Results and Discussion
The results of overlaying the landslide distribution map with the factor maps indicate that conglomerate, marl, sandstone, and siltstone (Plcm) with a landslide area density of 0.634, slopes of 15-25% with 0.127, southwest aspect with 0.117, elevation of 150-300 meters with 0.228, distance of 150-300 meters from streams with 0.165, distance of 150-300 meters from roads with 0.273, and rainfed agricultural land use with an area density of 0.304 have the highest landslide susceptibility. After calculating the weight of each factor class influencing landslides in the study watershed, the weighted maps were combined, and a landslide susceptibility map was prepared using the Area Density Model. Its accuracy evaluation using the Empirical Probability equation showed that the landslide zonation map has high accuracy (p = 0.99).
To determine the sediment yield of landslides, the MPSIAC and RUSLE models were first used to prepare erosion class maps for the watershed. Their accuracy was evaluated using observational data from the BLM model and statistical indices. The evaluation of model accuracy using the base model and comparison of RMSE, MAE, MSE, and NSEC indices showed that the MPSIAC model has higher efficiency. Accordingly, the sediment yield map derived from this model was overlaid with the landslide susceptibility map, and the sediment yield of landslide susceptibility classes was determined. The highest sediment yield in the Darabkola watershed was observed in the very high and high landslide susceptibility classes, with values of 61.35 and 53.42, respectively. To examine the significance of sediment yield variations across landslide susceptibility classes, one-way ANOVA was used. The results indicated a significant relationship between sediment yield and landslide susceptibility classes in the watershed. In other words, erosion and sediment yield vary significantly across landslide susceptibility classes in the study area.

Conclusion
In this study, the distribution of landslides in the Darabkola watershed was evaluated by integrating maps of lithology, elevation, slope, aspect, land use, distance from roads, and distance from streams with the existing landslide distribution map. The weighted values of each factor class were calculated using the Area Density Model. The evaluation of the landslide susceptibility map confirmed the high accuracy of the zonation map prepared with this model.

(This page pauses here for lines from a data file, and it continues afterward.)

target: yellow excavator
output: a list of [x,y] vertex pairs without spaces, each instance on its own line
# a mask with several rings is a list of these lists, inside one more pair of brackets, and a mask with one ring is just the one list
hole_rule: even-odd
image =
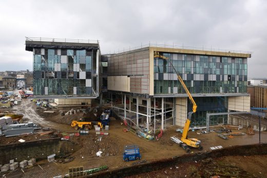
[[93,125],[98,125],[101,129],[103,128],[103,125],[100,122],[79,122],[72,121],[71,122],[71,127],[73,127],[75,130],[90,130],[92,129]]
[[[169,59],[168,57],[165,57],[163,55],[160,55],[159,52],[158,51],[154,51],[154,57],[160,57],[166,60],[168,60]],[[196,102],[195,102],[195,101],[194,100],[192,95],[191,95],[191,93],[190,93],[187,88],[186,87],[186,86],[183,82],[182,78],[181,77],[178,72],[177,72],[177,71],[175,69],[175,68],[173,65],[173,63],[171,63],[171,62],[170,61],[169,61],[169,62],[173,67],[175,72],[176,72],[178,80],[180,81],[181,84],[182,84],[182,86],[183,86],[184,90],[185,91],[189,97],[189,100],[190,100],[190,101],[193,105],[192,108],[193,111],[189,112],[188,113],[187,119],[186,120],[186,122],[185,123],[185,124],[184,125],[183,131],[183,134],[182,135],[182,137],[181,138],[181,141],[182,142],[182,143],[180,143],[180,145],[183,149],[184,149],[187,152],[190,152],[190,147],[197,148],[199,150],[202,150],[203,149],[203,147],[200,145],[201,142],[200,140],[198,140],[197,139],[187,137],[187,132],[189,130],[190,123],[191,122],[191,117],[192,116],[192,114],[194,113],[195,113],[196,111],[197,111],[197,104],[196,104]]]

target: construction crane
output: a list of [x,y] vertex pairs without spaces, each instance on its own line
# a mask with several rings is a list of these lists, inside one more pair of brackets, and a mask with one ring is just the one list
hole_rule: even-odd
[[[154,57],[160,57],[166,60],[168,60],[169,59],[168,57],[165,57],[163,55],[160,55],[159,52],[158,51],[154,51]],[[189,97],[189,100],[190,100],[190,102],[193,105],[192,108],[193,111],[189,112],[188,113],[187,119],[186,120],[186,122],[184,125],[183,134],[182,135],[182,137],[181,137],[181,141],[182,142],[182,143],[180,143],[180,145],[183,149],[184,149],[187,152],[190,152],[190,147],[197,148],[199,150],[202,150],[203,149],[203,147],[200,145],[201,142],[200,140],[198,140],[197,139],[187,137],[187,133],[189,130],[190,123],[191,122],[191,117],[192,116],[192,114],[197,111],[197,104],[194,100],[194,98],[193,98],[191,93],[190,93],[190,92],[188,91],[187,88],[186,87],[186,86],[184,84],[182,78],[181,77],[181,76],[179,74],[179,73],[177,72],[176,69],[175,69],[175,68],[174,67],[173,63],[170,61],[168,61],[170,63],[171,66],[173,67],[174,71],[176,73],[178,80],[179,81],[180,83],[183,86],[183,89],[187,94],[187,95]]]

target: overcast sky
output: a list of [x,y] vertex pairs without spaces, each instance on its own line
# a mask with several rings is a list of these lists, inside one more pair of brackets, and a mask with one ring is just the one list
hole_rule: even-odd
[[32,70],[25,37],[99,39],[102,53],[149,43],[252,51],[267,77],[266,1],[0,1],[0,71]]

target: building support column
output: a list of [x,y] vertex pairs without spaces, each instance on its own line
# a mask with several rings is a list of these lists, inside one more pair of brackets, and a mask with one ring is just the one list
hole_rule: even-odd
[[146,132],[148,132],[148,123],[149,123],[149,120],[148,120],[148,115],[149,114],[148,113],[148,112],[149,111],[149,104],[148,103],[148,101],[149,100],[146,100]]
[[136,125],[137,127],[139,126],[139,118],[138,117],[138,108],[139,104],[138,103],[138,96],[136,98]]
[[130,110],[130,113],[131,112],[131,96],[129,96],[129,110]]
[[99,49],[98,49],[97,52],[97,93],[99,95]]
[[148,115],[149,116],[149,123],[151,123],[151,98],[149,97],[148,98],[148,102],[149,102],[149,114]]
[[156,133],[156,98],[154,97],[154,133]]
[[126,119],[126,95],[124,94],[124,119]]
[[[227,112],[230,112],[229,109],[227,110]],[[227,114],[227,124],[230,124],[230,118],[229,117],[229,114]]]
[[112,93],[111,93],[111,107],[113,106],[113,103],[112,103]]
[[164,129],[164,98],[161,98],[161,129]]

Subsequently, the erosion intensity map of the watershed was prepared using the MPSIAC and RUSLE models, and their accuracy was evaluated using the BLM model and statistical indices. Given the higher accuracy of the MPSIAC model, it was used to determine the sediment yield of landslide susceptibility classes in the region. The results of the ANOVA test showed that sediment yield varies significantly with landslide susceptibility, and areas with high landslide susceptibility have greater potential for sediment production. The highest sediment yield was observed in areas with very high landslide susceptibility. The significant contribution of high landslide susceptibility classes to sediment yield underscores the urgent need for targeted conservation measures in the study watershed. It is also recommended that future erosion and sediment models directly incorporate the role of landslides.